5x7, soft pastel
Joe's Hopper is a terrestrial type dry fly. This particular fly can also be fished as a wet fly when it's weighted. While it does look like something out of a bad sci-fi movie, it's supposed to represent a common grasshopper.
Terrestrial fishing flies are land-based creatures (think spiders, beetles, ants and crickets). My husband even has a few mouse-like flies in his fly box...but I draw the line at painting a mouse fly. It's bad enough I had a nightmare last night of being buried alive with stone fly nymphs crawling all over me!

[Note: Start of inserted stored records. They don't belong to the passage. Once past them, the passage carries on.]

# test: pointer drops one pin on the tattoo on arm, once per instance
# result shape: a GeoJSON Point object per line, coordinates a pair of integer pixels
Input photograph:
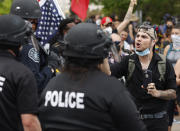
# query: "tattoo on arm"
{"type": "Point", "coordinates": [167, 94]}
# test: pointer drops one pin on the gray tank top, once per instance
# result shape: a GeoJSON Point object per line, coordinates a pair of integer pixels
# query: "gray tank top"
{"type": "Point", "coordinates": [173, 55]}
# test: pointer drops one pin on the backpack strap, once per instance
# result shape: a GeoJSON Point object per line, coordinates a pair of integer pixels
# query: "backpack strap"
{"type": "Point", "coordinates": [131, 67]}
{"type": "Point", "coordinates": [162, 67]}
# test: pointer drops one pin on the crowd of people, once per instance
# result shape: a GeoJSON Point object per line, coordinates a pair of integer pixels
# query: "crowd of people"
{"type": "Point", "coordinates": [101, 74]}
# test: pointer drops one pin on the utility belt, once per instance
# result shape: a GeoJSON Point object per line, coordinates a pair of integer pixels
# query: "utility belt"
{"type": "Point", "coordinates": [157, 115]}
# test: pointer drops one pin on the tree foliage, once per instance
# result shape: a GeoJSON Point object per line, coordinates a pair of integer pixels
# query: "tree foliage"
{"type": "Point", "coordinates": [5, 6]}
{"type": "Point", "coordinates": [153, 8]}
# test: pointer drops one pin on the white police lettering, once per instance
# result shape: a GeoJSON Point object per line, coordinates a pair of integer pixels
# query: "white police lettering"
{"type": "Point", "coordinates": [2, 80]}
{"type": "Point", "coordinates": [64, 99]}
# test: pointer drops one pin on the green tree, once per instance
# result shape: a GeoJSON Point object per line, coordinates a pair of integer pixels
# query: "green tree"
{"type": "Point", "coordinates": [5, 6]}
{"type": "Point", "coordinates": [153, 8]}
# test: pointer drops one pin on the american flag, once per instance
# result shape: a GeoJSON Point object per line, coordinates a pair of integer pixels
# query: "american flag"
{"type": "Point", "coordinates": [49, 21]}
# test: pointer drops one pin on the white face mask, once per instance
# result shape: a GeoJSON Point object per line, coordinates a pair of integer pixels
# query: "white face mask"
{"type": "Point", "coordinates": [175, 40]}
{"type": "Point", "coordinates": [108, 30]}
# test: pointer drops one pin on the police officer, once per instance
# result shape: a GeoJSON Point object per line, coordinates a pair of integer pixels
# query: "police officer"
{"type": "Point", "coordinates": [34, 57]}
{"type": "Point", "coordinates": [150, 79]}
{"type": "Point", "coordinates": [18, 91]}
{"type": "Point", "coordinates": [83, 97]}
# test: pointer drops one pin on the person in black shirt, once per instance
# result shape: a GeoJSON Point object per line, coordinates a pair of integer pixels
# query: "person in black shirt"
{"type": "Point", "coordinates": [150, 79]}
{"type": "Point", "coordinates": [18, 89]}
{"type": "Point", "coordinates": [84, 97]}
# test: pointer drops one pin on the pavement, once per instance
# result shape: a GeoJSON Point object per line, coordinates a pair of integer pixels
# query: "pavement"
{"type": "Point", "coordinates": [176, 124]}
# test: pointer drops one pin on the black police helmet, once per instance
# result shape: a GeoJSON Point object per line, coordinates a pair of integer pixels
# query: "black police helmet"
{"type": "Point", "coordinates": [86, 40]}
{"type": "Point", "coordinates": [14, 30]}
{"type": "Point", "coordinates": [27, 9]}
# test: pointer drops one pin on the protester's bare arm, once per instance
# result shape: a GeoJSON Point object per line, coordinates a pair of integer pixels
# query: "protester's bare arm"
{"type": "Point", "coordinates": [30, 122]}
{"type": "Point", "coordinates": [177, 71]}
{"type": "Point", "coordinates": [168, 94]}
{"type": "Point", "coordinates": [104, 67]}
{"type": "Point", "coordinates": [130, 27]}
{"type": "Point", "coordinates": [126, 20]}
{"type": "Point", "coordinates": [166, 50]}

Developed by Art Winnie in the early 1940's. Joe's Hopper was known as the Michigan Hopper but evolved into the name of Joe's Hopper by the 1950's. Why Joe? Because it was a popular pattern used by Joe Brooks (1901-1972). Joe was often referred to the Father of Modern Fly Fishing and is actually in the IGFA Fishing Hall of Fame...now, who knew there was a fishing Hall of Fame? Not me but I suppose my dad would have known.
This fly is fished within riffles (rocky or shallow parts of a stream or river with rough water) or along banks and deep pools during the hottest part of the day. Think of those hot summer days when the grasshoppers are out bugging the heck out of you. That's when you use this little guy.
I should point out that during hatching, the Hopper doesn't work well (because there's plenty of good eats for the fish I presume) but when there's a shortage of nymphs...pull this guy out and give him a try!
OK...I know...I'm beginning to sound like a fly fisherman. Don't tell my husband or I'll be drafted soon to get out on the water with him! I think I'm content to just paint these puppies in the comfort of my studio instead.
Hope you enjoy this one and only terrestrial!